Can liver cancer be hereditary?

  Research data show that 90% of the etiology of cancer is exogenous, and heredity accounts for a very small fraction of the etiology of tumors. With the exception of colon cancer, which evolves from polyposis coli, and skin cancer, which evolves from pigmented dry skin disease, most cancers are considered to have no clear relationship with genetic factors.  For families in which several people develop liver cancer at the same time or first or later, perhaps common living conditions, such as shared exposure to a carcinogenic substance, are much more important than genetic factors. In other words, although liver cancer is not hereditary, there is a tendency for families to cluster. Members of a family in which a patient with liver cancer has occurred should be alert to this disease.  Most scholars believe that liver cancer has a certain tendency to gather in families: 1. Vertical transmission of hepatitis B virus: Mothers who are infected with hepatitis B virus and become long-term virus carriers may transmit the virus to their newborns during or after childbirth.
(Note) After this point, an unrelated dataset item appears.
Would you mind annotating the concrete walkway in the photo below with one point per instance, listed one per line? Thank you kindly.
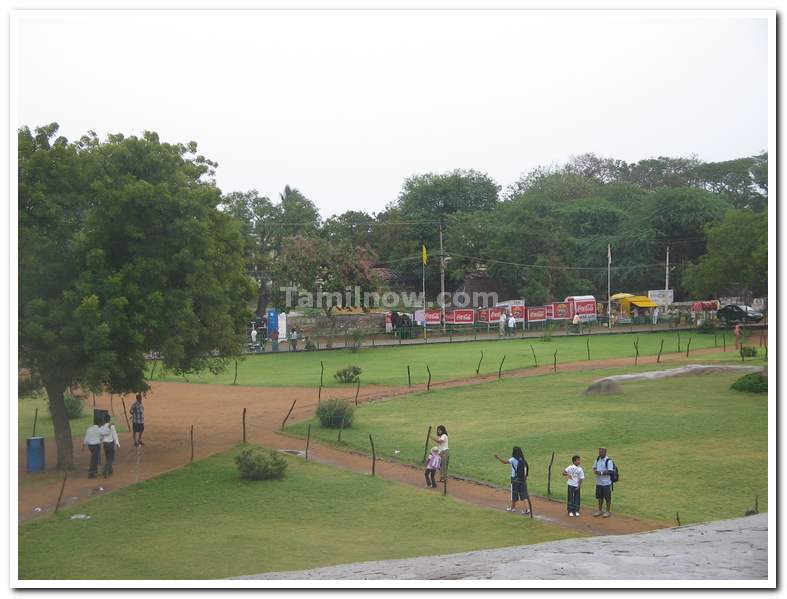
(725, 550)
Because the newborn’s immune function is not yet sound, it cannot effectively clear the virus and form a persistent infection, resulting in chronic hepatitis, cirrhosis, and finally evolving into liver cancer.  2, the level of hepatitis B virus transmission: hepatitis patients with family members in close contact, such as one infected with hepatitis B virus, it is easy to unknowingly spill over to others.  3.Dietary habits and lifestyles among family members: There is another explanation for more than one person in a family to have cancer. The basic idea is that any cancer is the result of two mutations in the genes of cells. In patients with sporadic non-familial cancer, both changes occur after birth. In contrast, patients with familially predisposed cancers are already under attack by this cancer-causing factor before their mothers become pregnant. When they are born, the cells in their bodies already have a cancer-prone change, and after they are born, they are likely to develop cancer if they suffer another attack from cancer-causing factors. This is the famous “two strikes theory”.